Immune Evasion Alterations Impact CPI Therapy Response in NSCLC

Immune evasion (IE) alterations impact the duration of response to checkpoint inhibitors (CPIs) in patients with metastatic non-small cell lung cancer (NSCLC), according to a study presented at the European Society for Medical Oncology Congress 2023.

“[CPIs] improve survival of patients with metastatic [NSCLC]. However, in many patients the duration of response is limited, and some patients derive no benefit at all,” researchers said. “Among key determinants of CPI response are genomic alterations that impair the antitumor immune response,” they noted. While these gene alterations are common in primary NSCLC, less is known about the prevalence and distribution of the alterations in metastatic disease, largely due to the challenges of collecting metastasis samples. It is also unclear how this challenge impacts response to CPIs.
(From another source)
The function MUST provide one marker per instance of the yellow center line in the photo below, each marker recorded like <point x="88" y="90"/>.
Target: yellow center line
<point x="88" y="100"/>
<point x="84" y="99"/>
The study found that IE alterations are frequent in metastases and emerge via distinct evolutionary paths. Specifically, the analysis showed that IE primary tumor clones seed metastases, then give way to metastases with poor T-cell infiltration that share IE alterations with the primary tumor. However, some primary tumor seeding clones do not harbor IE alterations, the researchers noted. “Compared [with] patients with shared IE alterations, these patients’ metastases have higher T-cell infiltrate and acquire more metastasis-unique IE alterations after seeding.” In patients with metastatic NSCLC treated with CPIs, there was homogenous progression of metastases in patients with shared IE alterations, while patients with metastasis-unique IE alterations exhibited heterogeneous metastasis growth rates.

“When IE alterations occur in relation to metastatic seeding dictates the distribution of immune-evasive capacity across metastases, which impacts metastasis growth during CPI therapy,” the researchers concluded.